With the Republican Convention kicking off tomorrow following a 1-day delay, there has been a lot of talk about Romney's acceptance of the party nomination. Some still believe that Ron Paul has a shot, but most have resigned themselves to the fact that they are running with Mitt on the Republican ticket. While the addtion of Ryan has made this an easier pill to swallow, there are still a lot of unanswered questions about Romney's background. And Romney has a bad habit of trying to paint any question of his record or history as an attack, even when it's people just trying to get to know him.
Romney's background is still largely unknown. There is very little public documentation that tells us anything about his business dealings, though there are some serious questions (like, how he managed to end up with an IRA account worth $100 Million when the maximum yearly deposit for such an account is $100K) about what he's done to become wealthy and stay that way. Two of the biggest questions have been around Romney's work at Bain Capital, and Romney's tax returns.
As for Bain, Romney has claimed that he left in 1999. Since then, documents have surfaced, including tax information, that link Romney to an active role in the company up until 2010, more than a decade after he claimed to be done with them. Not only that, but these documents also show some potentially illegal tax evasion by Romney that allowed him to bypass certain tax obligations and save himself millions.
But going beyond these questions, Romney remains vague on other issues. He has yet, for example, provided any specifics on his plans for the economy, and his own positions have shifted so many times that no one knows what he believes in today.
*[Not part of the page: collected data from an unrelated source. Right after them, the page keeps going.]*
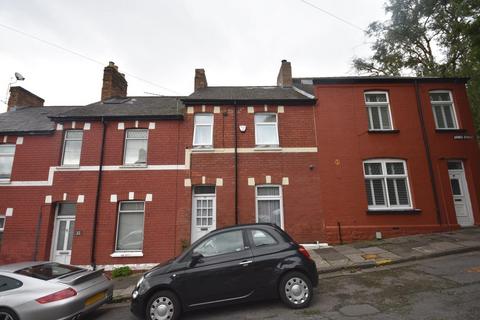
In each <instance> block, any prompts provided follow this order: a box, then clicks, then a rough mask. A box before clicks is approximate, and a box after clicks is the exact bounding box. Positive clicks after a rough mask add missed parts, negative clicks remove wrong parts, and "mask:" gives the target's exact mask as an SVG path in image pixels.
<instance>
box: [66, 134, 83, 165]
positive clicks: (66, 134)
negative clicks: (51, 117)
mask: <svg viewBox="0 0 480 320" xmlns="http://www.w3.org/2000/svg"><path fill="white" fill-rule="evenodd" d="M72 131H78V132H82V139H71V138H67V134H68V132H72ZM68 141H80V142H81V143H80V156H79V157H78V164H64V163H63V160H64V158H65V147H66V145H67V142H68ZM82 146H83V130H65V135H64V137H63V150H62V162H61V165H62V167H79V166H80V160H81V158H82Z"/></svg>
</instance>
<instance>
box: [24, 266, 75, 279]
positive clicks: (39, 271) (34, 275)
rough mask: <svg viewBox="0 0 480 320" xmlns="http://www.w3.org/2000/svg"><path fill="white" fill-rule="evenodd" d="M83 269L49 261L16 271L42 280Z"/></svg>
mask: <svg viewBox="0 0 480 320" xmlns="http://www.w3.org/2000/svg"><path fill="white" fill-rule="evenodd" d="M81 270H83V269H81V268H77V267H74V266H69V265H65V264H60V263H56V262H49V263H44V264H37V265H35V266H31V267H28V268H24V269H21V270H18V271H16V272H15V273H18V274H21V275H24V276H29V277H33V278H37V279H41V280H50V279H55V278H59V277H61V276H65V275H67V274H70V273H74V272H77V271H81Z"/></svg>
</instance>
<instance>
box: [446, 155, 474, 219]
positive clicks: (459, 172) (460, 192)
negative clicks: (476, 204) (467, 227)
mask: <svg viewBox="0 0 480 320" xmlns="http://www.w3.org/2000/svg"><path fill="white" fill-rule="evenodd" d="M448 169H449V170H448V174H449V176H450V185H451V187H452V195H453V203H454V205H455V213H456V215H457V222H458V224H459V225H461V226H462V227H468V226H473V223H474V221H473V214H472V207H471V203H470V197H469V194H468V186H467V181H466V179H465V171H464V169H463V163H462V161H449V162H448Z"/></svg>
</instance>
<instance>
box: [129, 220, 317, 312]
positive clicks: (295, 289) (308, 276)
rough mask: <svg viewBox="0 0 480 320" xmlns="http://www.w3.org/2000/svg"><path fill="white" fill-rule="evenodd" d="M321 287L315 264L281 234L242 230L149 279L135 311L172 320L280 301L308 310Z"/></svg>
mask: <svg viewBox="0 0 480 320" xmlns="http://www.w3.org/2000/svg"><path fill="white" fill-rule="evenodd" d="M317 283H318V274H317V268H316V266H315V262H314V261H313V260H312V259H311V258H310V255H309V254H308V252H307V251H306V250H305V248H303V247H302V246H300V245H298V244H297V243H295V241H293V239H292V238H291V237H290V236H289V235H288V234H287V233H285V232H284V231H283V230H282V229H280V228H279V227H277V226H275V225H271V224H251V225H241V226H235V227H229V228H224V229H219V230H215V231H212V232H210V233H209V234H207V235H205V236H204V237H203V238H201V239H199V240H198V241H196V242H195V243H194V244H193V245H192V246H191V248H189V249H188V250H186V251H185V252H184V253H183V254H182V255H180V256H179V257H177V258H175V259H173V260H171V261H168V262H166V263H163V264H160V265H158V266H157V267H155V268H153V269H152V270H150V271H149V272H147V273H145V274H144V275H143V277H142V278H141V279H140V280H139V281H138V283H137V286H136V288H135V290H134V291H133V293H132V303H131V311H132V312H133V313H134V314H135V315H137V316H139V317H142V318H146V319H150V320H163V319H170V320H172V319H178V318H179V317H180V314H181V313H182V312H183V311H188V310H192V309H197V308H204V307H210V306H219V305H225V304H228V303H236V302H245V301H254V300H262V299H270V298H275V297H280V299H281V300H282V301H283V302H284V303H285V304H286V305H287V306H289V307H291V308H304V307H306V306H308V304H309V303H310V301H311V299H312V295H313V287H315V286H317Z"/></svg>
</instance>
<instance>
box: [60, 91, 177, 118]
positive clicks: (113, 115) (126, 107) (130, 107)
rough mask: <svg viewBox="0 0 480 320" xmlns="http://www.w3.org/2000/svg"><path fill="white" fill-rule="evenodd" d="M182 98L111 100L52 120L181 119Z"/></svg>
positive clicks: (138, 98) (66, 112) (84, 106)
mask: <svg viewBox="0 0 480 320" xmlns="http://www.w3.org/2000/svg"><path fill="white" fill-rule="evenodd" d="M181 98H182V97H167V96H155V97H126V98H111V99H108V100H105V101H99V102H95V103H92V104H89V105H87V106H83V107H78V108H75V109H72V110H69V111H66V112H64V113H61V114H56V115H54V116H52V117H51V118H53V119H55V120H62V119H98V118H101V117H105V118H137V119H141V118H150V119H153V118H155V119H181V118H182V117H183V111H184V109H185V106H184V104H183V103H182V101H181Z"/></svg>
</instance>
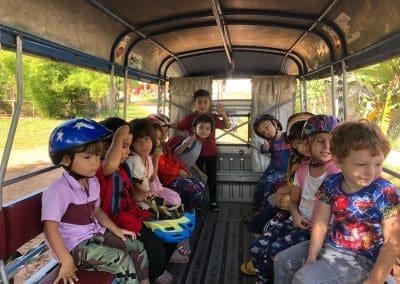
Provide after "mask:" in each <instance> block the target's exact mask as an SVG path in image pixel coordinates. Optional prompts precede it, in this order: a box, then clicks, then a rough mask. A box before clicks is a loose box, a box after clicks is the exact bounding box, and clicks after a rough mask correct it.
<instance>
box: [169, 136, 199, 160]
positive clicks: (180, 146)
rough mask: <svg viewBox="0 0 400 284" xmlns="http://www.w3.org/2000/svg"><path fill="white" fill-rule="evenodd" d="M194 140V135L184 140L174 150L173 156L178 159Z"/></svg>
mask: <svg viewBox="0 0 400 284" xmlns="http://www.w3.org/2000/svg"><path fill="white" fill-rule="evenodd" d="M195 140H196V135H195V134H193V135H192V136H190V137H188V138H186V139H185V140H183V141H182V143H181V144H180V145H179V146H178V147H176V148H175V149H174V154H175V156H177V157H179V156H180V155H182V153H183V152H184V151H185V150H186V149H187V148H189V147H190V146H191V145H192V144H193V142H194V141H195Z"/></svg>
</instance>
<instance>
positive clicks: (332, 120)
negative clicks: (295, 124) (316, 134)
mask: <svg viewBox="0 0 400 284" xmlns="http://www.w3.org/2000/svg"><path fill="white" fill-rule="evenodd" d="M338 124H339V120H338V119H337V118H336V116H333V115H324V114H320V115H314V116H312V117H310V118H309V119H307V121H306V123H305V124H304V127H303V131H302V133H301V138H302V139H306V138H308V137H311V136H314V135H315V134H318V133H330V132H331V131H332V130H333V129H334V128H335V127H336V126H337V125H338Z"/></svg>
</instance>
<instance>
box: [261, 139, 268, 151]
mask: <svg viewBox="0 0 400 284" xmlns="http://www.w3.org/2000/svg"><path fill="white" fill-rule="evenodd" d="M261 147H262V148H263V151H264V152H268V150H269V143H268V142H267V141H265V143H264V144H262V146H261Z"/></svg>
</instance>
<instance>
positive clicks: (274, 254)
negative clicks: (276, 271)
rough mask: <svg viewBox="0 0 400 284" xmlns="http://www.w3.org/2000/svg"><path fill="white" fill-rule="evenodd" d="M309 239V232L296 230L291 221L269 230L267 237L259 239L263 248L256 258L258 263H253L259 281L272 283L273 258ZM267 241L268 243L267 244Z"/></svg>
mask: <svg viewBox="0 0 400 284" xmlns="http://www.w3.org/2000/svg"><path fill="white" fill-rule="evenodd" d="M309 239H310V233H309V231H307V230H295V229H294V228H293V225H292V220H291V219H288V220H286V221H284V222H282V223H279V224H276V225H274V226H272V227H271V228H269V229H268V232H267V233H266V235H265V236H264V237H261V238H259V239H258V240H259V241H258V246H259V247H261V248H260V249H259V250H258V253H257V254H256V255H255V256H254V259H255V261H256V262H253V263H254V266H255V267H256V271H257V277H258V278H259V280H260V281H272V279H273V271H274V270H273V262H272V257H273V256H275V255H276V254H277V253H279V252H281V251H283V250H285V249H287V248H289V247H291V246H293V245H295V244H297V243H300V242H303V241H306V240H309ZM265 240H268V241H267V242H266V241H265ZM252 252H253V248H252Z"/></svg>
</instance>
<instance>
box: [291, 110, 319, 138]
mask: <svg viewBox="0 0 400 284" xmlns="http://www.w3.org/2000/svg"><path fill="white" fill-rule="evenodd" d="M312 116H314V114H312V113H311V112H308V111H303V112H297V113H294V114H292V115H291V116H289V118H288V120H287V125H286V133H289V132H290V128H291V127H292V126H293V124H295V123H296V122H298V121H306V120H307V119H309V118H310V117H312Z"/></svg>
As for social issues, Romney has moved far to the Right to garner support from a base that is, at best, lukewarm about his nomination. But that has come at the expense of the undecided's and the moderates (therefore, possibly at the expense of the election). Through all of this, Romney has added no substance to his campaign, except to add Ryan to the ticket, who is nothing if not substantive. However, that is no excuse for Romney to not give details on his positions.
Romney has explained that his speech at the convention will be an all-out attack on Obama. This has several drawbacks. First, it's preaching to the choir. He's guaranteed to get a warm reception if he just gets up there and complains about his political opponent to a crowd of birthers, xenophobes, and right-wing nuts. Second, such a speech is meaningless. He won't gain any new supporters, people who are going to vote for him have already made up their minds, and he runs the risk of saying something stupid. The third problem is that it still refrains from a specific message. Romney's not giving any details on his plan, no matter how much Fox News tries to explain otherwise. He's not clarifying his positions, and for a person with such an inconsistent record, that's a big issue.
So, how is Mitt Romney doing? Well, in raw donations he's way ahead of Obama. He's got some polls that put him in a good spot, and he's closing the national polling gap. However, when it comes to substance, he's got about as much a balloon. Sure, he can place himself in opposition to everything that Obama has done. But all that does is make him appear solid while it leaves him full of hot air. When presidential debates begin, I think it will become painfully clear that Romney has no solid strategy, no solid ideas, and that everything is in flux. He spouts off about cutting taxes, fine, but he doesn't turn that into a real nuts-and-bolts plan. It's platitudes, and he's going to need more than that if he wants a shot.